Objectives: To describe the integration of tuberculosis screening into the activities of an HIV voluntary counselling and testing (VCT) centre in a country with endemic tuberculosis.
Setting: An HIV VCT centre in Port au Prince, Haiti. Design: All patients presenting for HIV VCT who reported cough received same-day evaluation for active tuberculosis. Of the 1327 adults presenting to the centre for the first time between January and April 1997, 263 (20%) reported cough and of these 241 (92%) were evaluated.
Results: Of the 241 patients evaluated for cough, 76 (32%) were diagnosed with pulmonary tuberculosis. Of the 76 patients diagnosed with pulmonary tuberculosis, 28 (37%) had a positive smear for acid-fast bacilli (AFB), 14 (18%) had a negative AFB smear but a positive sputum culture for Mycobacterium tuberculosis, and 34 (45%) had culture-negative tuberculosis. Also, 31 out of 241 (13%) VCT clients evaluated for cough were diagnosed with bacterial pneumonia.

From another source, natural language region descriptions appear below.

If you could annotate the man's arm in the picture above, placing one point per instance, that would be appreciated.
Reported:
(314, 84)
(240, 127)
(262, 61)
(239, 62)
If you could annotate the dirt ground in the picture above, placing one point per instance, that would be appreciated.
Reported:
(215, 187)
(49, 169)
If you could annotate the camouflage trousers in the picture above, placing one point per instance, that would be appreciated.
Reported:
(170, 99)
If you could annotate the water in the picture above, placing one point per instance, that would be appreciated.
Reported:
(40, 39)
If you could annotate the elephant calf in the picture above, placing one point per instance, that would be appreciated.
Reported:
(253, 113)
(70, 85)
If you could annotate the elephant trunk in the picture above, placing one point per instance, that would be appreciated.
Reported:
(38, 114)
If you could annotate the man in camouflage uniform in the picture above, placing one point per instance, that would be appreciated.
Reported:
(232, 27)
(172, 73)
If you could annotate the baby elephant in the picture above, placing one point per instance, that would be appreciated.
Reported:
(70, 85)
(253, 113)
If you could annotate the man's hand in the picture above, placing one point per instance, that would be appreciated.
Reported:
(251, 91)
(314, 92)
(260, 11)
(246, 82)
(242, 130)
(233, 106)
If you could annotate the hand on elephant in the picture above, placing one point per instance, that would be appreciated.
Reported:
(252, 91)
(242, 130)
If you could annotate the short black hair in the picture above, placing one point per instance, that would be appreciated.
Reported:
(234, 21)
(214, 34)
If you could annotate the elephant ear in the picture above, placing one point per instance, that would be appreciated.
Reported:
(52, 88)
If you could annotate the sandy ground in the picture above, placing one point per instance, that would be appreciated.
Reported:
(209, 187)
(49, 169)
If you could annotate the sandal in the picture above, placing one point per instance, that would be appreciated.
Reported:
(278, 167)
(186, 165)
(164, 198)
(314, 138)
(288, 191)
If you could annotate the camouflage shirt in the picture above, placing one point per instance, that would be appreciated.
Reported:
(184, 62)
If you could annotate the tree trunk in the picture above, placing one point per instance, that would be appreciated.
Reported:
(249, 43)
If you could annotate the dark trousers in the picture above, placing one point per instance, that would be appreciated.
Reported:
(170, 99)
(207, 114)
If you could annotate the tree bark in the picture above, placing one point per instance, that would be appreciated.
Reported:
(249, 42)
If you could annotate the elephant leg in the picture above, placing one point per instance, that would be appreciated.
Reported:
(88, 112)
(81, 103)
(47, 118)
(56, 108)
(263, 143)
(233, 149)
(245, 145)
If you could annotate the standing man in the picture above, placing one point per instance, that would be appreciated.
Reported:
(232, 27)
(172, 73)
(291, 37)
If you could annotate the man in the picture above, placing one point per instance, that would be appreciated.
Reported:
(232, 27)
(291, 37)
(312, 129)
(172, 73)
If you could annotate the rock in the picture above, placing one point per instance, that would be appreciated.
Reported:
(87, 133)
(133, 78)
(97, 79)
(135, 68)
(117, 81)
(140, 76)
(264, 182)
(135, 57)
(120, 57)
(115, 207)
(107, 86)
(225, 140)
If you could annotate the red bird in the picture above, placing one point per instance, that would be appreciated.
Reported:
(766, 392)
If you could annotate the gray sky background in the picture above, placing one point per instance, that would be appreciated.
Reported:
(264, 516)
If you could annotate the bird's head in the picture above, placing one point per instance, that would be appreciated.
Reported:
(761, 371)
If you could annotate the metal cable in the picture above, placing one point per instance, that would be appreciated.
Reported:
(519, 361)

Conclusion: This report confirms that in areas with a high HIV and tuberculosis prevalence, a high proportion of VCT clients have active pulmonary tuberculosis. The integration of tuberculosis screening offers several benefits, including the diagnosis and treatment of large numbers of individuals with tuberculosis, a decreased risk of nosocomial tuberculosis transmission, and the opportunity to provide tuberculosis prophylaxis to HIV-positive patients in whom tuberculosis has been excluded. Future studies are needed to determine the cost-effectiveness of integrated tuberculosis and HIV VCT services, and whether integration should be recommended in all countries with high HIV and tuberculosis rates.